Sueno algo atacadito ¿no?

Bueno. Supongo que hoy es el día para que todo me rebose por las orejas. He empezado las clases en la facultad y estoy un poco sobrepasado. Durante seis horas, he sido Houdini Pelotas cuando entró el primer día en mi garaje. Seis horas con expresión de nada, sin saber para dónde iba, con quién tenía que hablar, ni qué coño tenía que hacer, y todo eso entre grupos de personas felices e integradas que parecían conocerse los unos a los otros con absoluta perfección. Estoy oxidado y disperso. No me quedo con ningún dato, no recuerdo ningún nombre y todo el mundo parece mucho más espabilado y más aclimatado que yo. He tenido ganas de lanzar todos los papeles al aire con un ALAMIERDA y salir corriendo hacia el autobús unas… cinco veces. Y otras tantas he deseado encerrarme en uno de los váteres a respirar en una bolsa, y no salir hasta medianoche. Pero no puedo hacer ninguna de las dos cosas, porque:

1. Esto me ha costado una pasta.

2. Siempre llegará el momento de volver a mi guarida.
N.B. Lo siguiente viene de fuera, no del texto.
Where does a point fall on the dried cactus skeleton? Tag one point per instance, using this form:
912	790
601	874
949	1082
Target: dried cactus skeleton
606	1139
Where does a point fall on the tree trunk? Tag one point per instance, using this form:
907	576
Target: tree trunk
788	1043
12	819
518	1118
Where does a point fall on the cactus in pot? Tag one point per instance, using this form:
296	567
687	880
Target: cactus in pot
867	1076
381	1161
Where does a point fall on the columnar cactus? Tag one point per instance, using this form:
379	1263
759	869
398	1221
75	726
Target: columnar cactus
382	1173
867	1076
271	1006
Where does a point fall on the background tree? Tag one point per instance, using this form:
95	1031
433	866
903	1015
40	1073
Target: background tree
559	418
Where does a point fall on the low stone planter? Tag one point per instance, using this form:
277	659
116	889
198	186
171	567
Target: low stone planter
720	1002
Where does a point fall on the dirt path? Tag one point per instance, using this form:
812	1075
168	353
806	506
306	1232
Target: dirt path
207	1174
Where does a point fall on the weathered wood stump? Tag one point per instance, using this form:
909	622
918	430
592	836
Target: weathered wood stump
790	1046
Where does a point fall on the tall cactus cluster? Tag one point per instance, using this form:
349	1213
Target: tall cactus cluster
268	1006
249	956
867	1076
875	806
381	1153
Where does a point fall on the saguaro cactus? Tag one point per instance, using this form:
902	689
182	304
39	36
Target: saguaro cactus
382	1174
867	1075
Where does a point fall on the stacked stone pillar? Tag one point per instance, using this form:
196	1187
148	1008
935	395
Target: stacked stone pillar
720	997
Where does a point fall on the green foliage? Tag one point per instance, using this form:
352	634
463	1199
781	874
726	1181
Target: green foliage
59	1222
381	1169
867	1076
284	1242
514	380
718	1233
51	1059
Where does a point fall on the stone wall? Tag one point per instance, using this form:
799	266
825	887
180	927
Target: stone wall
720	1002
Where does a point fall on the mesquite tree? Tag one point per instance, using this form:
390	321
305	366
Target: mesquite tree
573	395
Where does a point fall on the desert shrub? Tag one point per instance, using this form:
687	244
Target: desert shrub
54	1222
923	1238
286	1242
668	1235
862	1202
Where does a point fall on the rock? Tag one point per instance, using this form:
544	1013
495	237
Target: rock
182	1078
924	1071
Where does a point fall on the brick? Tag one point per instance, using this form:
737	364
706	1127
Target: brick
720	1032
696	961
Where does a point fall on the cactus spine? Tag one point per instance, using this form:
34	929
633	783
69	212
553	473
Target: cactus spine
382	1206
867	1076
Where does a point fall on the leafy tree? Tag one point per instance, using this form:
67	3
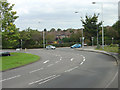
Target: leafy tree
116	26
52	30
10	33
90	26
59	29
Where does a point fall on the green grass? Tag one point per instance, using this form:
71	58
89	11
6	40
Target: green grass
17	60
109	49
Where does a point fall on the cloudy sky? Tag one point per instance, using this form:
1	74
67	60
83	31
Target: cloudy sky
40	14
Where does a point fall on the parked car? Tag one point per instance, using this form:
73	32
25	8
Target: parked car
76	46
50	47
4	53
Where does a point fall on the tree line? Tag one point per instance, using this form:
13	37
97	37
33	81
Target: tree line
12	37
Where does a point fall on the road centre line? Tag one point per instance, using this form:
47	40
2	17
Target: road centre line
49	79
41	80
50	65
81	63
10	78
71	59
57	61
36	70
112	80
46	61
71	69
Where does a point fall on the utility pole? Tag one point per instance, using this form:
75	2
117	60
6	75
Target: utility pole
102	24
92	40
119	24
43	39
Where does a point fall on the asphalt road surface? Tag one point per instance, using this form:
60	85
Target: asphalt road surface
64	68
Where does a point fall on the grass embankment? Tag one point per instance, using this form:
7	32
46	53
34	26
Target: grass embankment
109	49
17	60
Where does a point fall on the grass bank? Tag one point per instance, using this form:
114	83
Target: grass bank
17	60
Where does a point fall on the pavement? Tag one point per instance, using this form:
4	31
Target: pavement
92	49
64	68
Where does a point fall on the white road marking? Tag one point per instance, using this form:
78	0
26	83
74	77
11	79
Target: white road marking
50	65
36	70
112	80
10	78
81	63
57	61
71	59
49	79
46	61
71	69
41	80
60	58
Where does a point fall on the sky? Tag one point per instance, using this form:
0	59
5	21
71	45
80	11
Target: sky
41	14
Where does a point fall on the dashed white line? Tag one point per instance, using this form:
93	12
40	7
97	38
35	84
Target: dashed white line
46	61
60	58
50	65
41	80
71	69
36	70
57	61
10	78
81	63
71	59
112	80
49	79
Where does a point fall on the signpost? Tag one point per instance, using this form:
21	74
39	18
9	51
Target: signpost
119	23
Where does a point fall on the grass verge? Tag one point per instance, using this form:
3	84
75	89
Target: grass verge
17	60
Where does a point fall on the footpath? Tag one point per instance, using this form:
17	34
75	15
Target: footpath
92	49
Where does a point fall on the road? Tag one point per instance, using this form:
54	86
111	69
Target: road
64	68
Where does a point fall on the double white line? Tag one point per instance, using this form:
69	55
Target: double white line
41	81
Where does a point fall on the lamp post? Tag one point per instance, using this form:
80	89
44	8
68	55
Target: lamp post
102	24
21	44
82	34
112	39
92	40
43	39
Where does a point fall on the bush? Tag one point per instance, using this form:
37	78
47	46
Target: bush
113	45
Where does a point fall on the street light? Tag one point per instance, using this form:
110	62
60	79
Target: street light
21	44
102	24
112	39
43	38
82	34
92	40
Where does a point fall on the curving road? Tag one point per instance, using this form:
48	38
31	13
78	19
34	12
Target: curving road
64	68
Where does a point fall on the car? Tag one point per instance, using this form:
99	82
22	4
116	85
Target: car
76	46
50	47
4	53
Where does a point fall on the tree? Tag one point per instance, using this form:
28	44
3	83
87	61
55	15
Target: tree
52	30
116	26
90	26
59	29
10	33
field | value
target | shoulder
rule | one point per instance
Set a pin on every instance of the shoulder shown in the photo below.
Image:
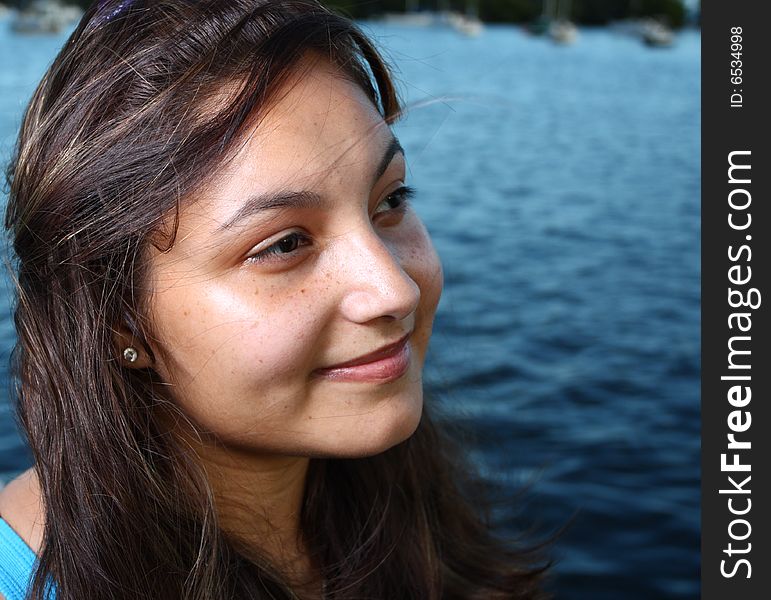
(21, 508)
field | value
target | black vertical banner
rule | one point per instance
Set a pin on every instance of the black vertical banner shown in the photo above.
(736, 297)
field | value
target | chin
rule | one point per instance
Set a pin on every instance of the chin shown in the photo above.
(388, 427)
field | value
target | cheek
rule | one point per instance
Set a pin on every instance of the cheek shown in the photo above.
(421, 262)
(243, 331)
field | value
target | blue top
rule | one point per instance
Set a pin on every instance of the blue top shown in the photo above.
(17, 564)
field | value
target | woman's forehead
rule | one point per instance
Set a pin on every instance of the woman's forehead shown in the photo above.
(321, 123)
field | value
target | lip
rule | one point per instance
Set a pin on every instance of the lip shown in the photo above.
(385, 364)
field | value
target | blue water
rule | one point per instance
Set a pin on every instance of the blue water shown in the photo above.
(561, 187)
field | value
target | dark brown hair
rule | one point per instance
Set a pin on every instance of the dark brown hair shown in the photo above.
(114, 139)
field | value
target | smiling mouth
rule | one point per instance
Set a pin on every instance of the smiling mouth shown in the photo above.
(385, 364)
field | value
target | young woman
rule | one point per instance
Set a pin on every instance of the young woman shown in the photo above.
(224, 305)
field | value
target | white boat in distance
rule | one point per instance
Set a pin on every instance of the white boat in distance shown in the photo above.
(45, 16)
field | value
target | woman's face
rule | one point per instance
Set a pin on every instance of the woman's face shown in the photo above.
(301, 256)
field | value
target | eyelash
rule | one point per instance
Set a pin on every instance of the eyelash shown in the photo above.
(401, 197)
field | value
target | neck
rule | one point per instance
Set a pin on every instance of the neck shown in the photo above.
(259, 500)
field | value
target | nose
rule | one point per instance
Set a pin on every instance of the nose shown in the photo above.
(375, 283)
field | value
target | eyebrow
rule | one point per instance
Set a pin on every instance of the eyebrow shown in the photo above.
(300, 199)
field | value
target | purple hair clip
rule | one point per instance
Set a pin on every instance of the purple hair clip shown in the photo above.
(123, 5)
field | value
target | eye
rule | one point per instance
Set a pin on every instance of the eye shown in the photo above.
(397, 201)
(282, 249)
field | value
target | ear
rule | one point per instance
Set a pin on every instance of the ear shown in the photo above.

3. Todos los pánicos de esta vida son perecederos y dejarse arrastrar por ellos es perder tiempo y energías como un gelipollas.

Así que nada. El día de hoy lo consideraré como una especie de pasillo entre el domingo y el martes, de esos que recorres sin que importe demasiado, para llegar a las habitaciones verdaderamente importantes. Y si mañana se repite el desastre emocional, lo veré como un pasillo entre el domingo y el miércoles. Y si se repite pasado, como un pasillo entre el domingo y el jueves. Y así estaré raspando gravedades, hasta que llegue el día en el que piense “mira, hoy mejor” y ya me sienta menos absurdo, menos desubicado, menos estresado y… menos yo.